Alerts From Customer Feedback

Some signals come from customers. Convert to alerts.

The gap

Customers sometimes notice problems before instrumentation does. A regional CDN issue, a partner outage, a slow third-party API: synthetic and APM monitors miss these. Support tickets are a signal source: three tickets with the same complaint in 10 minutes is a real incident even if no monitor has fired. Treat customer feedback as a first-class alerting input, not a fallback.

Customers ahead of instrumentation. Regional CDN, partner outage, slow third-party; monitors miss these.
Three-ticket-in-10-min signal. Same complaint, same window; the threshold for incident.
First-class alerting input. Not a fallback; the signal source has its own pipeline.
Per-journey ticket signal. Each user journey has a distinct ticket-volume signature; supports correct triage.

The pipeline

The pipeline wires support tools into the alerting backbone. Zendesk, Intercom, Front into the alerting backbone; trigger when ticket volume crosses a baseline within a fixed window; use a simple anomaly model (more than N tickets matching keyword K within window W, tune N and W per product surface); page on-call when the pattern fires, not the support team because customer feedback alerts are operational signals.

Support tool integration. Zendesk, Intercom, Front; webhook into alerting backbone.
Baseline-crossing trigger. Ticket volume crosses baseline within a fixed window.
Simple anomaly model. N tickets matching keyword K within window W; tune per surface.
Page on-call, not support. Customer feedback alerts are operational signals, not CX issues.

What to listen for

Three signal types catch most issues. Specific feature names (“checkout broken”, “login spinning”, “cannot reset password”) which map directly to user journeys; geographic clusters (three tickets in 5 minutes from one country usually points to a regional CDN or DNS issue); spike patterns (10x increase over a 1-hour baseline is almost always real regardless of keywords).

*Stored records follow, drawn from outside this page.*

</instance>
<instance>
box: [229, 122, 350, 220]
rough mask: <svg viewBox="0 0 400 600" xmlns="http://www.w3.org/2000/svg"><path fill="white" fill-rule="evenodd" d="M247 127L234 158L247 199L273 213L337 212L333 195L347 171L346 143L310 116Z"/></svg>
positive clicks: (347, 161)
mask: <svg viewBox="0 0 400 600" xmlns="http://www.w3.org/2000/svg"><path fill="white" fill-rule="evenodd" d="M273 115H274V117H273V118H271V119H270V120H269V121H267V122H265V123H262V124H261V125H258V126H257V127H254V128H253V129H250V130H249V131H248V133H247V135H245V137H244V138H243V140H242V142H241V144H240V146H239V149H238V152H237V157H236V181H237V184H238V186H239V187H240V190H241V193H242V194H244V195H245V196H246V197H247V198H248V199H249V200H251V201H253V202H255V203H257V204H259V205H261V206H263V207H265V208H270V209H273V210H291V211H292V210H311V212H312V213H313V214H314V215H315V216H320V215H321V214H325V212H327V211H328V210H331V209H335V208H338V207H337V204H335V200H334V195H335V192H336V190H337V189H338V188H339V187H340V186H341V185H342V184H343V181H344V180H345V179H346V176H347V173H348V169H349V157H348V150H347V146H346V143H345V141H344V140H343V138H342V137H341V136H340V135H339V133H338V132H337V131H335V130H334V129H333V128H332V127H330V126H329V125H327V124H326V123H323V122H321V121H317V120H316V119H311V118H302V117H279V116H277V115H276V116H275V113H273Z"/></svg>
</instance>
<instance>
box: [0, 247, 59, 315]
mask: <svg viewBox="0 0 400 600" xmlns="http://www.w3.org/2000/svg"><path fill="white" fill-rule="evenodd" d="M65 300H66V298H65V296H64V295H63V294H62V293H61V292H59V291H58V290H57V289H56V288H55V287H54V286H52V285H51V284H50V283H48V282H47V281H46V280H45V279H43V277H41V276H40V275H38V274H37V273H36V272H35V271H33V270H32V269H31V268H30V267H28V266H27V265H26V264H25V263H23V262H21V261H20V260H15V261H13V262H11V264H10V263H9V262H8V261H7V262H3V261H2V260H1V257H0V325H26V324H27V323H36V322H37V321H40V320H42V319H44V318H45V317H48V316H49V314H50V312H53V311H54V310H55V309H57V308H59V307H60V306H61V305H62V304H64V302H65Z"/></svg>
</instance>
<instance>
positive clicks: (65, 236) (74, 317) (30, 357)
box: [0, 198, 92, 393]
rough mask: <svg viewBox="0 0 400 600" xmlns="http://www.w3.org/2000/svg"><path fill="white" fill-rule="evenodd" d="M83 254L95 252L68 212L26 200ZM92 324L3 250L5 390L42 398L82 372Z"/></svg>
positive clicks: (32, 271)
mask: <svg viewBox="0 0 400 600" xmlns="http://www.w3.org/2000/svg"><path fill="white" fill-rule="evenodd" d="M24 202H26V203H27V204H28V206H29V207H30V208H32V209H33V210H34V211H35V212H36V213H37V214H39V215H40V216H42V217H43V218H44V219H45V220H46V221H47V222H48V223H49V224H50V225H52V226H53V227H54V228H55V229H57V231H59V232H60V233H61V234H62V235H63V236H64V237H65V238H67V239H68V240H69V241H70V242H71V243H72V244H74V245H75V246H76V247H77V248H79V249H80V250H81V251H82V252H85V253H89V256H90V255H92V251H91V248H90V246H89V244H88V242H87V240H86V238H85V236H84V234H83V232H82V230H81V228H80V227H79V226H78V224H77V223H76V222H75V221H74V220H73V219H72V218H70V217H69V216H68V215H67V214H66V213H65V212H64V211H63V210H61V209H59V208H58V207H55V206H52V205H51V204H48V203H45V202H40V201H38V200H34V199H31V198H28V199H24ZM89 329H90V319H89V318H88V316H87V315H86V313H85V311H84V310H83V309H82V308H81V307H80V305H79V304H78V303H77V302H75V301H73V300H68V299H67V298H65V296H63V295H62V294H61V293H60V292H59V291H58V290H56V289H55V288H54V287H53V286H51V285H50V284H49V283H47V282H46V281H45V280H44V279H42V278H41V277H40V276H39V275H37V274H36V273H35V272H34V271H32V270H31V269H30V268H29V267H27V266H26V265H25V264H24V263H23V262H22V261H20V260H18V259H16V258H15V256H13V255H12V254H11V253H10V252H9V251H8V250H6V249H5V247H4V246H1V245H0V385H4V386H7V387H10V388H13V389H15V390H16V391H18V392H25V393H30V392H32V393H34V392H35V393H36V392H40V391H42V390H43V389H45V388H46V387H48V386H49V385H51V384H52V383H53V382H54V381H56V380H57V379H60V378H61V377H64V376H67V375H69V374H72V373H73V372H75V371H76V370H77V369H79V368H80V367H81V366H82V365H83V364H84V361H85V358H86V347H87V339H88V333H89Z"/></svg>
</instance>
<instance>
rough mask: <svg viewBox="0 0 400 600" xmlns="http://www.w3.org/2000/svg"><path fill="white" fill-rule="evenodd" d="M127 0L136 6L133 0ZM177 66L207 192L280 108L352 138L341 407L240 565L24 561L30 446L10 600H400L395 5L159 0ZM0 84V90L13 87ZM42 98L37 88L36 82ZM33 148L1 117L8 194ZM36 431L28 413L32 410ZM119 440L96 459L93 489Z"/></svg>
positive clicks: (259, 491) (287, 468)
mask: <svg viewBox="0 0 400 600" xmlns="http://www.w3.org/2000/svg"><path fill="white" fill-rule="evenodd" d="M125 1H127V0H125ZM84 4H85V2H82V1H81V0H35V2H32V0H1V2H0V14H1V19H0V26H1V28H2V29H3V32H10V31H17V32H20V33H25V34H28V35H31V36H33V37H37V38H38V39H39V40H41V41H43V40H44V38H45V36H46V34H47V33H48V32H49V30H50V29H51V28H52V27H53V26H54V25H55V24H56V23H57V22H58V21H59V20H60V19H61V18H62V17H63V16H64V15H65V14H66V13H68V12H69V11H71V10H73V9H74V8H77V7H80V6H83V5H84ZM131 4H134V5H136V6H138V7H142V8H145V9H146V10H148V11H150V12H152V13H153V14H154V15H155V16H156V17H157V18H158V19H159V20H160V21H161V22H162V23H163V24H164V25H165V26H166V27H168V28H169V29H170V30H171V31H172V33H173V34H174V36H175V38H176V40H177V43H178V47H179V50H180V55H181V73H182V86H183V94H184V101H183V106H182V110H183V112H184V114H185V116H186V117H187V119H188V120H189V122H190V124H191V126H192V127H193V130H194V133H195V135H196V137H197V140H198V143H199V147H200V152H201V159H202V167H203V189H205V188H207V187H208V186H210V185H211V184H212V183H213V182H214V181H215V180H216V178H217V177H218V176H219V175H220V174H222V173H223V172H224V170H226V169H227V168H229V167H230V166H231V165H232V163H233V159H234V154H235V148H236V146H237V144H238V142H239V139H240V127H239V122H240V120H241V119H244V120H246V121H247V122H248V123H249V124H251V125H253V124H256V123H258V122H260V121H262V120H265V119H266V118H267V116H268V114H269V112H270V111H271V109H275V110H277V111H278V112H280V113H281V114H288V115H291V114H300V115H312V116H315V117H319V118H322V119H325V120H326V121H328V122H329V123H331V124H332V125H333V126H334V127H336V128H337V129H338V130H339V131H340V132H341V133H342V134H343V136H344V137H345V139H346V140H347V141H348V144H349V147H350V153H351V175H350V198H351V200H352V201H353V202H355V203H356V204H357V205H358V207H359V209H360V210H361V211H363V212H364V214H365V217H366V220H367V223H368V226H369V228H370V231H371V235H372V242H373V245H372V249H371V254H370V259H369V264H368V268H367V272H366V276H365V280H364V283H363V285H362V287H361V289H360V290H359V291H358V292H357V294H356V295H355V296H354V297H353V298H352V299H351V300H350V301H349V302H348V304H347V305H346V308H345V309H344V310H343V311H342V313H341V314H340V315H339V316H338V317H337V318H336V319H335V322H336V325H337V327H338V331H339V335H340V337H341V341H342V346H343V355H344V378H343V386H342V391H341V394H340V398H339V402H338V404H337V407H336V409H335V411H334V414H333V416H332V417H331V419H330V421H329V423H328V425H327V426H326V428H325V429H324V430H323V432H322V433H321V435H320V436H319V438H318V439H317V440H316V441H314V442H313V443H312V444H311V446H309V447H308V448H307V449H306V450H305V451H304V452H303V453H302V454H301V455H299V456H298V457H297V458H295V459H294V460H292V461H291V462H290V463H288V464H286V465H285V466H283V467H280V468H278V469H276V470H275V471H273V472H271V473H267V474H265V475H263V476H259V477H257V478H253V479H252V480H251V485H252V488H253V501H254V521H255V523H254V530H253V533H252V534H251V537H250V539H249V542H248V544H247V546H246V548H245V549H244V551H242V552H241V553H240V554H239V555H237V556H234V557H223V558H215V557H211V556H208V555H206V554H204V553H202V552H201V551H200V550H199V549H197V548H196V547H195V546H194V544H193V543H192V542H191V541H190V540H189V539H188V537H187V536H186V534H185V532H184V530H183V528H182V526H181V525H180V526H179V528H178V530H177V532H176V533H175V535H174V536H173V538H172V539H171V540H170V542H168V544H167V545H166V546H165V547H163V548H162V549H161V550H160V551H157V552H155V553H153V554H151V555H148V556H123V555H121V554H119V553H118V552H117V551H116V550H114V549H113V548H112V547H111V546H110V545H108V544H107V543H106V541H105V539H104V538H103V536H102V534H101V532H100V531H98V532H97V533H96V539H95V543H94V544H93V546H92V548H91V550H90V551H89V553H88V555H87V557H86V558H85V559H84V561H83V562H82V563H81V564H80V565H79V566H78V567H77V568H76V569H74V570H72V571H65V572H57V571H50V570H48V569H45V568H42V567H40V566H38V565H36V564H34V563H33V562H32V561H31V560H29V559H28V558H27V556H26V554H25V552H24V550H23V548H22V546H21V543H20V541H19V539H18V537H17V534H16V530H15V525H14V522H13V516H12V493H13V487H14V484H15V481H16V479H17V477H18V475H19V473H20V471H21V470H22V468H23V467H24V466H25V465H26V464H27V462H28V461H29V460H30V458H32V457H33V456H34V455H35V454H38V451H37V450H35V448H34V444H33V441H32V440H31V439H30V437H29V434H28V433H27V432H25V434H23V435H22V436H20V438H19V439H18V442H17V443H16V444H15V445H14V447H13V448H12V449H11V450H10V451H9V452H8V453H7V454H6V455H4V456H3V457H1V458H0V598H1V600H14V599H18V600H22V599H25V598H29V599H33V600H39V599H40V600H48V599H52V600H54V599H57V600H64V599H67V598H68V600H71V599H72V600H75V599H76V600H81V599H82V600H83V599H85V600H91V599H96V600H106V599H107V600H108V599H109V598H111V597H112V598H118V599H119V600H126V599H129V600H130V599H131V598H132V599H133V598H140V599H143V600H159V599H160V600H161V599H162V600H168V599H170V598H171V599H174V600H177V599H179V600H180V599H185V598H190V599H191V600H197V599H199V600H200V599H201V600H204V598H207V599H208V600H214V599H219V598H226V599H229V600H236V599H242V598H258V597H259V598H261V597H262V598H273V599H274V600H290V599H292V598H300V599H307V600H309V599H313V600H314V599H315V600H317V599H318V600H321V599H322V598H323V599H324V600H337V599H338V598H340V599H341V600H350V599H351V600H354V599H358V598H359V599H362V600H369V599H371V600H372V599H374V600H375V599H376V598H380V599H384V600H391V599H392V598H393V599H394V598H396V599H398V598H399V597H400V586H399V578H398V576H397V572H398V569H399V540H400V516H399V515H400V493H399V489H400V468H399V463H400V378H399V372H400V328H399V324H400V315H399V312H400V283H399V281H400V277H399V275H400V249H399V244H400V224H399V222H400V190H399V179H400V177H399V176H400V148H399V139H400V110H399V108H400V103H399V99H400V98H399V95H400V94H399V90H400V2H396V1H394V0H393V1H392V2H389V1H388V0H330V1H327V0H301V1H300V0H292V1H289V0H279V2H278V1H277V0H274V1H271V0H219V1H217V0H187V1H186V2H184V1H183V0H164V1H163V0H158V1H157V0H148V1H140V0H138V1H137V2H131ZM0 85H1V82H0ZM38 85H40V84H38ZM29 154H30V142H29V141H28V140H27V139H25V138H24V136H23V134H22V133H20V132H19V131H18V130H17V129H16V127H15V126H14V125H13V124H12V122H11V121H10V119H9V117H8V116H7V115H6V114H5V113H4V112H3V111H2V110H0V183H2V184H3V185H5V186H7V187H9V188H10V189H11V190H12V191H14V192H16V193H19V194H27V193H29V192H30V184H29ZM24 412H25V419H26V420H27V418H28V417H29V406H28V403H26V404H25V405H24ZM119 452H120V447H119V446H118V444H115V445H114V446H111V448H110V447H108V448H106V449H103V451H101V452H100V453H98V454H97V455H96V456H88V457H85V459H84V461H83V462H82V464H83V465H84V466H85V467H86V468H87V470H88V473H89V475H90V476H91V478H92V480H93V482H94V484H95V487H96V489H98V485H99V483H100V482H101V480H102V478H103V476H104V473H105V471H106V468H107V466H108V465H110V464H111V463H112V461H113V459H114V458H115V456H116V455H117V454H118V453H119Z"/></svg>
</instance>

Feature-name keywords. Checkout broken, login spinning, password reset; map to user journeys.
Geographic clusters. Three tickets in 5 minutes from one country; regional CDN or DNS issue.
10x spike pattern. Over 1-hour baseline; almost always real regardless of keywords.
Per-signal threshold tuning. Each signal type has its own threshold; supports targeted detection.

Avoid overfitting

Three guardrails prevent overfitting. Don’t alert on every ticket because background noise of support volume drowns the signal; use a hold-down so the alert doesn’t fire if a related platform alert has fired in the last 30 minutes (the customer feedback is duplicate then); run weekly retros on customer-feedback alerts because false positives outpace false negatives 2 to 1.

No per-ticket alerts. Background noise drowns the signal; threshold-based only.
30-minute platform-alert hold-down. Customer feedback is duplicate of a related platform alert.
Weekly retros. False positives outpace false negatives 2:1; tune accordingly.
Per-week tuning record. Documented adjustments; supports continued accuracy.

Apply this quarter

The application is staged. Pick your top 3 user journeys and wire ticket-volume alerts for each with a 10-minute window and 3x baseline trigger; test in shadow mode for two weeks (don’t page, just observe, tune until false positive rate is under 20%); promote to paging and track time-to-detect for incidents that started as customer feedback alerts.

Top 3 user journeys first. 10-minute window; 3x baseline trigger; the highest-leverage start.
2-week shadow mode. Don’t page; tune until false positive rate is under 20%.
Promote to paging. Track time-to-detect for customer-feedback-originated incidents.
Per-journey TTD tracking. The metric proves the value; supports continued investment.